About a month ago me and Laura went out with my brother and his partner and my mom and dad for a meal and they had arancini. I like it but fried squid was on the menu so i had to have that but thought I’d have to make some again…. It’s been a while so here we go.

2tbsp oil
1 small onion, diced
1 clove of garlic, crushed
8oz arborio rice
750ml chicken stock, made from cubes
2oz ham, chopped
2oz fresh peas (can use frozen)
1 1/2oz Parmesan, grated fine
7 1cm cubes of mozzarella
1 egg beaten
4oz bread crumbs
2oz plain flour
Salt and pepper

For tomato and basil sauce
2tbsp oil
1 tin chopped tomatoes
Handful fresh basil, chopped
1 small onion
1 garlic clove crushed
Salt and pepper

You want the risotto to cool down so get that on straight away. Add the oil, onions and garlic in a frying pan over a medium heat and fry until the onions are soft but not browned, add the rice and stir well to coat all the rice with the oil. Add a ladle of the chicken stock to the pan, stirring constantly until the liquid has gone and then add another ladle of stock and so on until you have no stock left, season with salt and pepper.

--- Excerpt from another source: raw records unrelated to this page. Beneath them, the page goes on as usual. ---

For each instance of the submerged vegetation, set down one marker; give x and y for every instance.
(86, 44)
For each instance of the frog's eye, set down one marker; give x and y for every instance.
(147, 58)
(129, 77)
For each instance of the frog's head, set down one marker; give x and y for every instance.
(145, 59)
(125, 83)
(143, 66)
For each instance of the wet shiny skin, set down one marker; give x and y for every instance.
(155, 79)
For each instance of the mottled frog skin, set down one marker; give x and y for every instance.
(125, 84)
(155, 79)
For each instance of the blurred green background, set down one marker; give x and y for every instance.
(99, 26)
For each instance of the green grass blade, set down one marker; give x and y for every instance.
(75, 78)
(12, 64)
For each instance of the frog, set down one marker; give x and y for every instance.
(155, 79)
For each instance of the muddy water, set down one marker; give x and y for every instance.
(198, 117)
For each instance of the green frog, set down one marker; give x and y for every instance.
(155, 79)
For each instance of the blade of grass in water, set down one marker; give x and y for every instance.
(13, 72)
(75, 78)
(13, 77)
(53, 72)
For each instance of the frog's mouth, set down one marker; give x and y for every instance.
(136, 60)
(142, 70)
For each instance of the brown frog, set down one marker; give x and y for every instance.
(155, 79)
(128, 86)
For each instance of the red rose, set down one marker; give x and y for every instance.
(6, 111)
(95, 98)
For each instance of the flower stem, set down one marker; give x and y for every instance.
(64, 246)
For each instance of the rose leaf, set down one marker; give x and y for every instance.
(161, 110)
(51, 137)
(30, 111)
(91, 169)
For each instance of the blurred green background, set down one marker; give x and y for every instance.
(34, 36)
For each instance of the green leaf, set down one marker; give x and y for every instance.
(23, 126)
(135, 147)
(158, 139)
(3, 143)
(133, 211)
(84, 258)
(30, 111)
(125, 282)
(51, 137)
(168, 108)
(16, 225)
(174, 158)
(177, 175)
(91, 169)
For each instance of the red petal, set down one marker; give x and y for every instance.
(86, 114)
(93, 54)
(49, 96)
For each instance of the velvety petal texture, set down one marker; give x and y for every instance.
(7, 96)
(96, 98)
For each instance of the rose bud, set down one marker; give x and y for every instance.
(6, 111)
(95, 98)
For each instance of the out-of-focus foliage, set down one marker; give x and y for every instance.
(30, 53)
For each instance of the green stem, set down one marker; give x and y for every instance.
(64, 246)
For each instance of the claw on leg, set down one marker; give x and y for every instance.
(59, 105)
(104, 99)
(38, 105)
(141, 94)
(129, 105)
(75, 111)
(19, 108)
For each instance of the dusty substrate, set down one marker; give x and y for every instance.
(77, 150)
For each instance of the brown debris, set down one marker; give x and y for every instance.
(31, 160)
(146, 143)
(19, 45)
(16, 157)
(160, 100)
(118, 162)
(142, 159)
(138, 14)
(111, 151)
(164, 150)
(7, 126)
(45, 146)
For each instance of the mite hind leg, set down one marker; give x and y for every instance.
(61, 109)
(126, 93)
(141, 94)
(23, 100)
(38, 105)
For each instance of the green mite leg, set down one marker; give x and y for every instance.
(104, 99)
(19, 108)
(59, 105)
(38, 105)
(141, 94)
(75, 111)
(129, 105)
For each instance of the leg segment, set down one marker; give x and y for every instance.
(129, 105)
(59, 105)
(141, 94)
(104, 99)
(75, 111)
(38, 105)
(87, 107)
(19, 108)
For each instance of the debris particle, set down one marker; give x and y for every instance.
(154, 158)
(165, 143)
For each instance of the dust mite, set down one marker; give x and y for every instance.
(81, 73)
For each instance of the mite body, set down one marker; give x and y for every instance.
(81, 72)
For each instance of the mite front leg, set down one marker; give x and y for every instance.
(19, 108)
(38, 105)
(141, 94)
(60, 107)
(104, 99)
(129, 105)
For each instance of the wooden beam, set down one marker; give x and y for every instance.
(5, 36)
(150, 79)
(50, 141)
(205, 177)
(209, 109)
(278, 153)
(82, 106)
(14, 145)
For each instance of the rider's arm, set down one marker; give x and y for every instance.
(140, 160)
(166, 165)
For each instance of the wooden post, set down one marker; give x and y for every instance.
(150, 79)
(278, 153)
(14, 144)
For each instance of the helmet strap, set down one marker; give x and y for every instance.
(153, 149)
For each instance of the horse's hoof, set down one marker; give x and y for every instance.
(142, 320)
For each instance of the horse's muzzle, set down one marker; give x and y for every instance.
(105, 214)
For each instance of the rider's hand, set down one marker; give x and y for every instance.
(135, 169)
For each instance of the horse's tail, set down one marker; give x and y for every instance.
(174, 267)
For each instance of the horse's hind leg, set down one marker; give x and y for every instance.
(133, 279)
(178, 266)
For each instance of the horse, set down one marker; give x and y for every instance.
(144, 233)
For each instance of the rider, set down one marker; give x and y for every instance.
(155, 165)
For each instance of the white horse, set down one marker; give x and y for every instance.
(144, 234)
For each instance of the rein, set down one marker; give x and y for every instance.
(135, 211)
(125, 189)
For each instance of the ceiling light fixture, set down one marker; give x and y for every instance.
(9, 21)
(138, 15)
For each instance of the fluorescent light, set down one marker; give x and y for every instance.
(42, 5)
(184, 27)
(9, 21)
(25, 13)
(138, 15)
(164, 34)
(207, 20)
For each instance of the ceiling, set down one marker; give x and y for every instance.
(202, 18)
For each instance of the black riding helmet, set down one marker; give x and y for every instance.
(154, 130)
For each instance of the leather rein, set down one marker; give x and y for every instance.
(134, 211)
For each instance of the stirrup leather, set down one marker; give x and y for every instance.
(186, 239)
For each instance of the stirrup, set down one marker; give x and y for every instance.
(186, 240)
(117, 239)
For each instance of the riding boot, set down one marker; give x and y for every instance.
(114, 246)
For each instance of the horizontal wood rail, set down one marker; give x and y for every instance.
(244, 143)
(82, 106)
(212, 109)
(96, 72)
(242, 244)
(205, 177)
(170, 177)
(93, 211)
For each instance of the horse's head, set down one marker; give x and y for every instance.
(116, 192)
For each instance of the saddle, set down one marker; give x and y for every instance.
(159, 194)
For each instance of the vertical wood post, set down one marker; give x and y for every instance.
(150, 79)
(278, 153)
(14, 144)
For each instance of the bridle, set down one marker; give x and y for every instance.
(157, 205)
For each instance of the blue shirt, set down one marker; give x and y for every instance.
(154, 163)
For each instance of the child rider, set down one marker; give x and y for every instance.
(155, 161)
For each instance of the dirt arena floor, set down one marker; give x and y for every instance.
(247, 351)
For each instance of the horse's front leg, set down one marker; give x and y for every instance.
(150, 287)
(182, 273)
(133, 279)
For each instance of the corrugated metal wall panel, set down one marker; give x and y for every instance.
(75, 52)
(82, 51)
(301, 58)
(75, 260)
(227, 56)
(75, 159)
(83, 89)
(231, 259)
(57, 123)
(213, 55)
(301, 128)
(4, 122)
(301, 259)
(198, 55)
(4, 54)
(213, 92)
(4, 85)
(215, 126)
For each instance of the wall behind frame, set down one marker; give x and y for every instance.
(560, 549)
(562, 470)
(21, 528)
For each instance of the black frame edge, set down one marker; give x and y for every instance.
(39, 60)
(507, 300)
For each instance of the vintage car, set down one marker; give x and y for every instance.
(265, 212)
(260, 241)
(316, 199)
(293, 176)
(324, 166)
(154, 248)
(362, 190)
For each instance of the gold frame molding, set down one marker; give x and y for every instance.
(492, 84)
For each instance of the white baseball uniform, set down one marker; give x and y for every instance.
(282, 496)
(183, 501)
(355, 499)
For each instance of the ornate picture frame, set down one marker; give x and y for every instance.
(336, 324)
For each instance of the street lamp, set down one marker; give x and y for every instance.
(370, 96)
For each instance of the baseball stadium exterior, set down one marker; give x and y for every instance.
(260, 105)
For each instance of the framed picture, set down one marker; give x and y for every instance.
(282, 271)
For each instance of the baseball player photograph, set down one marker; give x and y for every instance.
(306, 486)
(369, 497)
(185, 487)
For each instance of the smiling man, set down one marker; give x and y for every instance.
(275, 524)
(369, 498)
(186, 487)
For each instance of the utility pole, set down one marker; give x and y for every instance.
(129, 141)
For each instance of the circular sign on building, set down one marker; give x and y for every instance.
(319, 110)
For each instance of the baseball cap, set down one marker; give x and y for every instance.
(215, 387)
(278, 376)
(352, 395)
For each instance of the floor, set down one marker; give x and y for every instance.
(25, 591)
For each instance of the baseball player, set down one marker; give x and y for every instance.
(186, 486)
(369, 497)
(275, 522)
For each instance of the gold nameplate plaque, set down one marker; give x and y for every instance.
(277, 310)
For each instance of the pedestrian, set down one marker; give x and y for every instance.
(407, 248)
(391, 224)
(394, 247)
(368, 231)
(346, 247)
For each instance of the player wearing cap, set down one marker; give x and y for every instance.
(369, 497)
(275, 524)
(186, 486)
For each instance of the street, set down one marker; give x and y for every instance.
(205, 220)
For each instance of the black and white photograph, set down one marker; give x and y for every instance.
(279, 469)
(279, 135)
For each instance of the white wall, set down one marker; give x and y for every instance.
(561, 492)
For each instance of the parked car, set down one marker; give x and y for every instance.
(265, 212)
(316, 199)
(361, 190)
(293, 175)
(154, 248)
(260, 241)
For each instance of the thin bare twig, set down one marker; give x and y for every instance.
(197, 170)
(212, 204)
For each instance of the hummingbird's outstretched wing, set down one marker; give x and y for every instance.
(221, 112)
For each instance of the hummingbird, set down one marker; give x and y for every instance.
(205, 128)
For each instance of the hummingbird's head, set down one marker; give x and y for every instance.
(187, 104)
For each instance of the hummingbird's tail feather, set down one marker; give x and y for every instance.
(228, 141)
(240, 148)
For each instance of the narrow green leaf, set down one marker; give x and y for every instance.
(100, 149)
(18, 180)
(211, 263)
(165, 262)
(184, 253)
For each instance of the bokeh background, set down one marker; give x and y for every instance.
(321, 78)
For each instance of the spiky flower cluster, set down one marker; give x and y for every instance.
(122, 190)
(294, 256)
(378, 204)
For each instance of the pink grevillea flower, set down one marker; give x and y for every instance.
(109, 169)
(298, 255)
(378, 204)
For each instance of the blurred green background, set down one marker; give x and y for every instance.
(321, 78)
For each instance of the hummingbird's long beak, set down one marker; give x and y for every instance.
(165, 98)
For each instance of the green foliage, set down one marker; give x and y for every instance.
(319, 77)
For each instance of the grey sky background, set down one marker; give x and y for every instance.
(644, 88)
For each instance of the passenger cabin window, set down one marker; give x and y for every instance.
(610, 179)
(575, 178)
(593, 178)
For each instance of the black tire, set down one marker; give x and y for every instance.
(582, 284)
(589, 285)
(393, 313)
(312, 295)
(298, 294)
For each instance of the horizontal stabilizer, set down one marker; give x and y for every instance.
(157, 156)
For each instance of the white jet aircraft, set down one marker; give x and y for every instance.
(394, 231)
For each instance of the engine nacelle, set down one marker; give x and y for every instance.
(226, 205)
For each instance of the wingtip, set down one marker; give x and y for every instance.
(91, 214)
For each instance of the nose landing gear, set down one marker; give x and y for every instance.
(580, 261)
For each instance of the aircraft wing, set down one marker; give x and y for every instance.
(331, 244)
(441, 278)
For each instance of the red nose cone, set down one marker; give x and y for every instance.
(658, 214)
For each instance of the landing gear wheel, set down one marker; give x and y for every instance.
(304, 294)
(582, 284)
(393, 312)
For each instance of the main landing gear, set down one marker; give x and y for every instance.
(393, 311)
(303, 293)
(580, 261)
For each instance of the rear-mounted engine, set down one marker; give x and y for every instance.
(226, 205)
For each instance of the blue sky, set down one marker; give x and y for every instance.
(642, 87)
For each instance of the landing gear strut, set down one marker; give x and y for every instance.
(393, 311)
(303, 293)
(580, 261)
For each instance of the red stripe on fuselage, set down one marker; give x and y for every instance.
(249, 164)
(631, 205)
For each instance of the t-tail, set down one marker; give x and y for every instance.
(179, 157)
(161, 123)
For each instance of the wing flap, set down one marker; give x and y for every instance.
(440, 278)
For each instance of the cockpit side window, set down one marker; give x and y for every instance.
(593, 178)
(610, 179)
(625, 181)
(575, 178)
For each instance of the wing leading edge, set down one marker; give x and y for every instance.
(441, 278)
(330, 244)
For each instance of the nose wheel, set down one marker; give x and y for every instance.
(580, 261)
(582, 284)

Remove from the heat, add the Parmesan, ham and peas the stir extremely well to combine and leave to cool slightly for 2 minutes and then stir in the beaten egg. Set aside to cool completely. Meanwhile add the oil, onion and garlic to a frying pan over a medium heat for 5 minutes, add the tinned tomatoes and cook for a further 7-8 minutes to reduce a little and set aside. Divide the risotto into 7 equal balls, shove a piece of mozzarella into the middle then seal it in with the rice and repeat with the other 6. Turn the deep fat fryer on at 180c. In 3 separate little plates have one with flour, one with bread crumbs and the last with the 2 beaten eggs. Take a arancini ball, dust with flour then into the egg and lastly coat well with bread crumbs and then into the fryer, repeat with the other 6. Fry for 10-12 minutes until golden brown. While they’re cooking heat up the tomato sauce, add the basil and season. Serve the arancini on top of the tomato sauce with a nice salad. I used beetroot leaves from the garden mixed with spinach from the shops.

Don’t have to use mozzarella you can fill with what you like, I just had the cheese in.